There has been a lot of noise around AI lately. Some people treat it like a shortcut that removes the need to learn anything. Others treat it like a competitor that is coming to replace developers entirely. I see it differently.

If you use it properly, AI can speed up your learning in ways we didn’t have access to a few years ago. It’s not there to replace your thinking, it’s there to challenge it, refine it, and sometimes explain things in ways that finally make them click.

I used AI to improve my understanding of backend development. I only had a basic understanding of handling API endpoints. But by using AI alongside official documentation, I was able to build a media upload application for a wedding that ran without any hiccups. Along the way, I learned how to set up a VPS, configure S3 buckets for file storage, and use a PostgreSQL database to manage file information properly.

That’s the key difference. AI should support your learning, not do it for you.

Planned Study

Before jumping into any topic, create a rough plan of what you actually want to learn. Be specific. Do you want to understand authentication at a high level, or do you want to deeply understand JWTs, sessions, cookies, and their security implications?

Once you know the scope, you can ask AI to structure a learning roadmap for you. For example, you might say:

  • “Create a structured plan to learn Node.js for backend development.”

  • “Break this into beginner, intermediate, and advanced topics.”

  • “Suggest practical exercises for each stage.”

This gives you direction instead of random information.

You can also control the depth. If you want a surface-level understanding first, say that. If you want deep technical explanations, say that too. The quality of what you get depends heavily on how clearly you ask.
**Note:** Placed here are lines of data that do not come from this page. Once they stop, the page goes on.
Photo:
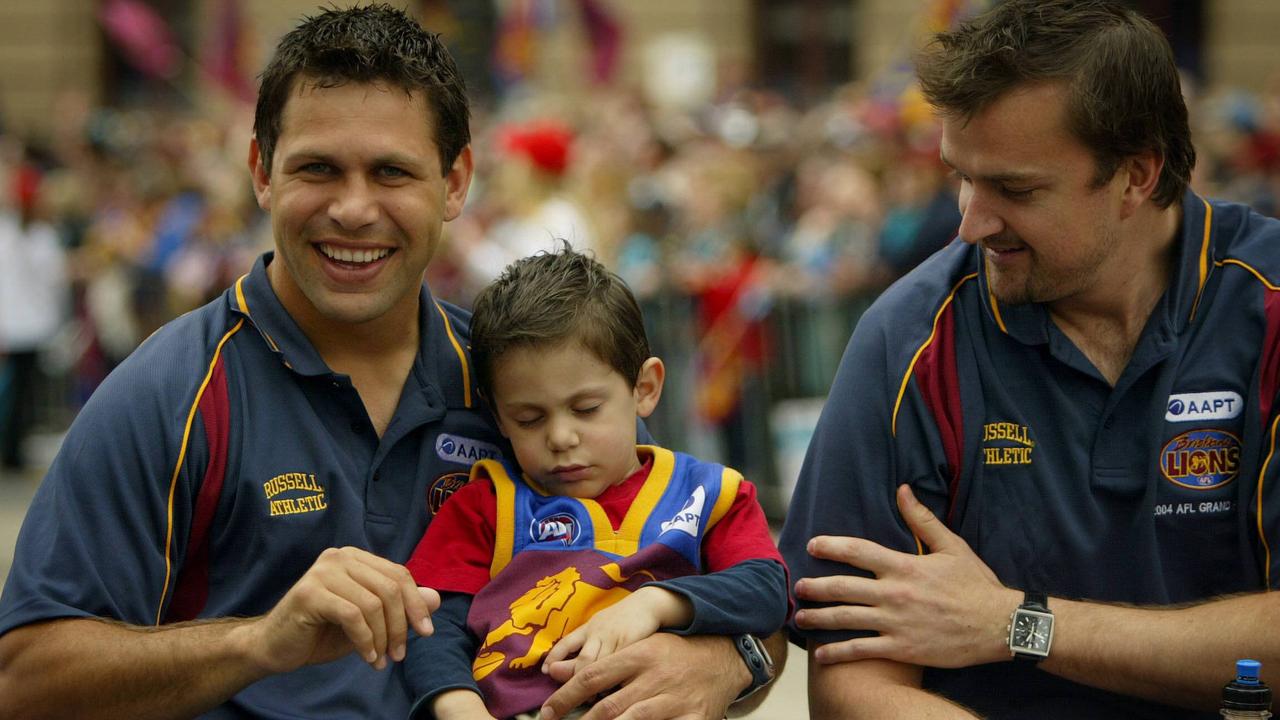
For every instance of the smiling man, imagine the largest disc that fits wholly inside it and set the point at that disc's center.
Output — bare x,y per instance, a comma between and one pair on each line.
223,531
1045,482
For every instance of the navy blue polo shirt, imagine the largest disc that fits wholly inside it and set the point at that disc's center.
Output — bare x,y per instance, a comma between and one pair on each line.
233,401
1160,490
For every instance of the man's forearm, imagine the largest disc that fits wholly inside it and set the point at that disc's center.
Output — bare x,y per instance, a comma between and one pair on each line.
874,689
96,669
1176,656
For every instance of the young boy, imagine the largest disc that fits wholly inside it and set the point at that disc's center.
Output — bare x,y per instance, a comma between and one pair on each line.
600,542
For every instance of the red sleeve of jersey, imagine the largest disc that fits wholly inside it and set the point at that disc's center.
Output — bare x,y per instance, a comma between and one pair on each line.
457,548
741,534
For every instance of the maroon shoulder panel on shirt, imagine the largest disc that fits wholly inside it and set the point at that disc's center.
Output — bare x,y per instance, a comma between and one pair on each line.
938,382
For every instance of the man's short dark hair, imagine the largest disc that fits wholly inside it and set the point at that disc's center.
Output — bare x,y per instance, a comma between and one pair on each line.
366,44
558,297
1124,91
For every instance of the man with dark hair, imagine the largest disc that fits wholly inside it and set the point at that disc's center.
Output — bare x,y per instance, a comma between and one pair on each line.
214,534
1043,484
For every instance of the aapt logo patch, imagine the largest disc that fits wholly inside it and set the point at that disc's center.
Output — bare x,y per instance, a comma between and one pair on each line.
442,488
560,527
1201,459
458,449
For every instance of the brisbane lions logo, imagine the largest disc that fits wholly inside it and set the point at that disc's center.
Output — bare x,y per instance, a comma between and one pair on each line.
560,527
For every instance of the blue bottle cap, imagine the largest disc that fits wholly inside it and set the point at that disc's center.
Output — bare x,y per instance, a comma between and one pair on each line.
1247,671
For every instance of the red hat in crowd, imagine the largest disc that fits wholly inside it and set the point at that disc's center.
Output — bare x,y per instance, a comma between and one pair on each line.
545,144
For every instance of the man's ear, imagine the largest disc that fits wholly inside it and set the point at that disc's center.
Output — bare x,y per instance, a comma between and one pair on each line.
261,174
648,387
457,181
1142,172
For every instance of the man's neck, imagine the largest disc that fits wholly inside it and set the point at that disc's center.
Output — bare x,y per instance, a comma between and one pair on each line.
376,354
1106,320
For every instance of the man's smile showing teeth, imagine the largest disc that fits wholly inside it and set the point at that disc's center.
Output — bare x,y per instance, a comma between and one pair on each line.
347,255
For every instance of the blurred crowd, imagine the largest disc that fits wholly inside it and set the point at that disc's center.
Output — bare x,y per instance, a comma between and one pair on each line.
754,232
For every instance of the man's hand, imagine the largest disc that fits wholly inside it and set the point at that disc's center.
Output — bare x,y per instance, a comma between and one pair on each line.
624,623
348,600
662,677
945,609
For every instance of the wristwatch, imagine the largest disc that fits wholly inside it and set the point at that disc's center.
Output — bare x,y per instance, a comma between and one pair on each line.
1031,628
758,661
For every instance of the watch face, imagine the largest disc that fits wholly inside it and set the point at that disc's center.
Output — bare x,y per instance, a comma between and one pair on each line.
1032,632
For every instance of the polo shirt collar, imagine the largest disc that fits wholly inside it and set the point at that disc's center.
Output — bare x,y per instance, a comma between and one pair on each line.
1029,323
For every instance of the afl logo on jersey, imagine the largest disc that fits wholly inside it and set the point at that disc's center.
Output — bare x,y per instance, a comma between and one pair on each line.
1201,459
560,527
442,488
457,449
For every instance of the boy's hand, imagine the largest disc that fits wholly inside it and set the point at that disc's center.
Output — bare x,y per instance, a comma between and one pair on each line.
630,620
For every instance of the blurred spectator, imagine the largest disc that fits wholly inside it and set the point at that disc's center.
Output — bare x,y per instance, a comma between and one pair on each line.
33,300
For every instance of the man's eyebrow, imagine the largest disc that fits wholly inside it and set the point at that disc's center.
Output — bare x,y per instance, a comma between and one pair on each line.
324,156
1010,177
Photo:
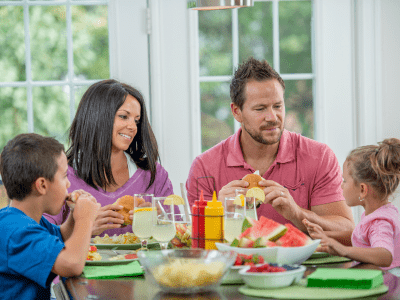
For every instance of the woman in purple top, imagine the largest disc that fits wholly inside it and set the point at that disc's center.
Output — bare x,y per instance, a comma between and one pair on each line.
113,153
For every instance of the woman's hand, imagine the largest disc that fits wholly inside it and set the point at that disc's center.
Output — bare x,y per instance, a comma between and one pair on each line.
145,204
107,218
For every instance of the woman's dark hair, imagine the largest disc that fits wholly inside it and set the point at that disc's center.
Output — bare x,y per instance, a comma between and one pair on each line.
90,135
377,165
252,69
24,159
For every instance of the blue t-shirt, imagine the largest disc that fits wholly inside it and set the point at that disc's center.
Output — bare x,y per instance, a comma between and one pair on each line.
28,251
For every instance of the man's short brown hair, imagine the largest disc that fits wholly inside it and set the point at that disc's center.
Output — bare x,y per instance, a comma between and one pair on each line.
252,69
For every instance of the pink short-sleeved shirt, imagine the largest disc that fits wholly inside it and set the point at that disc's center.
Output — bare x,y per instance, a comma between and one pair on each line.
380,228
308,169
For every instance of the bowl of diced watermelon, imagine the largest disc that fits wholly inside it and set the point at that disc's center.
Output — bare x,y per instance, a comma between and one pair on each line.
271,276
276,243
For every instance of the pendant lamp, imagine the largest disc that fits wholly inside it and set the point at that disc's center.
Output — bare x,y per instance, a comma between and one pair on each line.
218,4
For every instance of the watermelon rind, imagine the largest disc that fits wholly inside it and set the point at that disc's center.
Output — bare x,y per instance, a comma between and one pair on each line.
246,243
261,242
235,243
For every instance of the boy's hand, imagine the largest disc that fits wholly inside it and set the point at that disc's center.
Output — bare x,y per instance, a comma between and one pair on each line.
86,207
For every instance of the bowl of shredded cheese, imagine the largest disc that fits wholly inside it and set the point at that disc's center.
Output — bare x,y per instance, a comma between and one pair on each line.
186,270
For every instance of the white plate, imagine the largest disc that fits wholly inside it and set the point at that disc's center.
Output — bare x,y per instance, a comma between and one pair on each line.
151,243
233,277
106,254
279,255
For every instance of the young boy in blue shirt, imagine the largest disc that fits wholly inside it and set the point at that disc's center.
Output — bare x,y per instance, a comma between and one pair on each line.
32,250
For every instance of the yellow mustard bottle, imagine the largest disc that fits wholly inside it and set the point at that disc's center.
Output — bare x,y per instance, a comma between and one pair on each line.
214,223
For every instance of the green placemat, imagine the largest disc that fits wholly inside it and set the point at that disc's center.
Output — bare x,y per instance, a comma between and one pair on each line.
326,260
300,291
113,271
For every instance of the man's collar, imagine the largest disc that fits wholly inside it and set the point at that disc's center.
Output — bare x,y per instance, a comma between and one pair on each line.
235,154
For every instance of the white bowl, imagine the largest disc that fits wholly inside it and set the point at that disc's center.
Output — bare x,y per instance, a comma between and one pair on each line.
168,269
233,276
279,255
272,280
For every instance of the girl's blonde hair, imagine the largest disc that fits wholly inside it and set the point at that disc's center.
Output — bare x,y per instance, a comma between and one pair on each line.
377,166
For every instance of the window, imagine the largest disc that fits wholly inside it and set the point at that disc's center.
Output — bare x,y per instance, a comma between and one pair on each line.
278,31
51,51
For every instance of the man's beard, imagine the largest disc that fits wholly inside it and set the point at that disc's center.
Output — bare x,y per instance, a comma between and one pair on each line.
257,136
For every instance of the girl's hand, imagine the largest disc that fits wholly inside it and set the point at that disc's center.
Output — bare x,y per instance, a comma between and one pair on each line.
107,218
332,247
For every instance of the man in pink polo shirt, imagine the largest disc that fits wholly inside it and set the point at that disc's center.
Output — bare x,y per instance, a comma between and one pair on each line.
303,176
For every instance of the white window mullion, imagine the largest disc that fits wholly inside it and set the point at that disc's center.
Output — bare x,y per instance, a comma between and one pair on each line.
28,69
235,50
70,55
275,35
235,38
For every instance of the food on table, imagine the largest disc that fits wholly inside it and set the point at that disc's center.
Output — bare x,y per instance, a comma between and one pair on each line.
131,255
174,199
93,254
259,234
253,180
268,233
239,200
128,203
122,239
245,260
183,235
293,237
183,272
266,268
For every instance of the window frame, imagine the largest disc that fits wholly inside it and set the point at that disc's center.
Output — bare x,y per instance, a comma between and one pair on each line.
235,60
70,82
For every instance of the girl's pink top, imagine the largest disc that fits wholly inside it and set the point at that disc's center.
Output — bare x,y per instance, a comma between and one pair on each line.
380,228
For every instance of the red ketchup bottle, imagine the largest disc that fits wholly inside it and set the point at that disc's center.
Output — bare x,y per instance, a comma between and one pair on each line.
198,225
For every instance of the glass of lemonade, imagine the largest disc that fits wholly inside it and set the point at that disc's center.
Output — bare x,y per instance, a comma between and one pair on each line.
251,209
234,216
163,224
142,217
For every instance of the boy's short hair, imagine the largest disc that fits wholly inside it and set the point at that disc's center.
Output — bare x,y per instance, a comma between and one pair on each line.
24,159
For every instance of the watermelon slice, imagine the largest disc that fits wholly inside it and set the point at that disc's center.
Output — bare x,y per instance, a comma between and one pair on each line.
263,242
247,223
246,243
266,228
293,237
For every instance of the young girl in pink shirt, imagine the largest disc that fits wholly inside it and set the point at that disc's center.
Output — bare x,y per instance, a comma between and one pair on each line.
370,176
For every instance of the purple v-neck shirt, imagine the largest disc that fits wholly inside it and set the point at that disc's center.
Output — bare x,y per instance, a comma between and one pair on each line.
137,184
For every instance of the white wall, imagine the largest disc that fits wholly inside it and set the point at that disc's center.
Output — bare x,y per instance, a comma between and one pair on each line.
357,68
390,70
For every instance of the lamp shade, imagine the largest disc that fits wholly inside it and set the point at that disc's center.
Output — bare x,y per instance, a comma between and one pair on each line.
218,4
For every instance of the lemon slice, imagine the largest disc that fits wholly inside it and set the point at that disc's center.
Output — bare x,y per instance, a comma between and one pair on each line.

Explain how you prefer to learn. You might even provide an example of the structure you like. Maybe you prefer visual breakdowns of concepts, or maybe you like topics chunked into smaller pieces. When I’m using it, I often ask it to go line by line through code and explain exactly what is happening. That level of detail helps everything settle properly.

And if you’re unsure or not confident in its answer, ask for references. Ask where the information is coming from. Then go and read the documentation yourself. AI is powerful, but your real confidence comes from verifying and understanding the source material.

Dumb It Down

One of the most underrated ways to use AI is to ask it to simplify things.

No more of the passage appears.